Traceback (most recent call last):
File "/homefolder/roya/anaconda3/envs/tiledbclient/lib/python3.9/site-packages/IPython/core/interactiveshell.py", line 3397, in run_code
exec(code_obj, self.user_global_ns, self.user_ns)
File "<ipython-input-16-27f929b3f9ff>", line 3, in <cell line: 1>
A.query(attr_cond=qc).df[:]
File "/homefolder/roya/anaconda3/envs/tiledbclient/lib/python3.9/site-packages/tiledb/multirange_indexing.py", line 210, in __getitem__
return self if self.return_incomplete else self._run_query()
File "/homefolder/roya/anaconda3/envs/tiledbclient/lib/python3.9/site-packages/tiledb/multirange_indexing.py", line 341, in _run_query
self.pyquery.submit()
tiledb.cc.TileDBError: [TileDB::QueryCondition] Error: Value node non-empty attribute may only be var-sized for ASCII strings: Utype
"""
The "U0" Numpy dtype maps internally to TILEDB_STRING_UTF8 which is not supported for query conditions.

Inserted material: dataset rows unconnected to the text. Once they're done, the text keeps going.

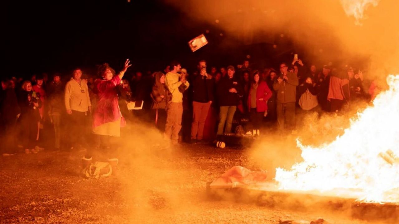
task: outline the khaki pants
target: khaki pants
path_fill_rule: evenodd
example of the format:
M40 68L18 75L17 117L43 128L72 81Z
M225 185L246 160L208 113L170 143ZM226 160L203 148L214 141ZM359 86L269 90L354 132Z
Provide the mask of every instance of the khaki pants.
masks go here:
M226 123L226 128L225 129L225 134L228 134L231 132L231 124L233 123L233 118L234 116L234 113L237 109L237 106L222 106L220 107L220 111L219 112L219 125L217 126L217 134L223 134L223 127L225 123Z
M53 125L54 125L54 145L56 149L59 149L61 141L61 116L59 114L51 115Z
M193 102L193 123L191 124L191 139L202 140L203 127L211 104Z
M277 121L280 131L295 129L295 102L277 103Z
M183 103L170 103L168 105L166 114L165 137L168 139L171 139L173 142L177 143L179 139L179 132L182 128Z

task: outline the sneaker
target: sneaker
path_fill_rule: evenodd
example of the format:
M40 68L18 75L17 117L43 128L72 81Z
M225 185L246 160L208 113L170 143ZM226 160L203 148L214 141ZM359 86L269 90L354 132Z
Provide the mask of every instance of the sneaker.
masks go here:
M82 161L81 161L81 165L82 166L82 169L84 169L85 168L86 168L89 165L90 165L91 164L91 162L92 161L93 161L92 157L90 157L89 159L87 159L84 156L83 156L83 158L82 158Z
M197 143L199 143L200 144L201 144L201 143L203 143L203 143L208 143L208 141L205 141L205 140L204 140L203 139L201 139L201 140L197 140Z
M3 153L3 155L4 156L9 156L10 155L15 155L15 154L16 153L15 153L14 154L10 154L9 153Z
M42 151L44 150L44 148L42 148L41 147L39 147L38 145L35 146L35 150L37 151Z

In order to set the attribute dtype to TILEDB_STRING_ASCII in from_pandas, use the column_types argument and map the attribute to "ascii". I’ve also modified your code to set Stype to "S0" (TILEDB_CHAR) using this method too.
import pandas as pd
import tiledb
from tiledb import QueryCondition
data = [["str", "str"]]
df = pd.DataFrame(data, columns=["Stype", "Utype"])
uri = "/tmp/test"
tiledb.from_pandas(
uri,
dataframe=df,
column_types={"Stype": "S0", "Utype": "ascii"},
)
with tiledb.open(uri) as A:
print(A.attr(0))
print(A.attr(1))
# no longer errors out
with tiledb.open(uri) as A:
qc = QueryCondition("Stype=='str'")
A.query(attr_cond=qc).df[:]
qc = QueryCondition("Utype=='str'")
A.query(attr_cond=qc).df[:]
Hey @nguyenv,
Thank you for your answer. That is what I did. I had some problems with some attributes as they contained unicode characters, but that wasn’t a big issue.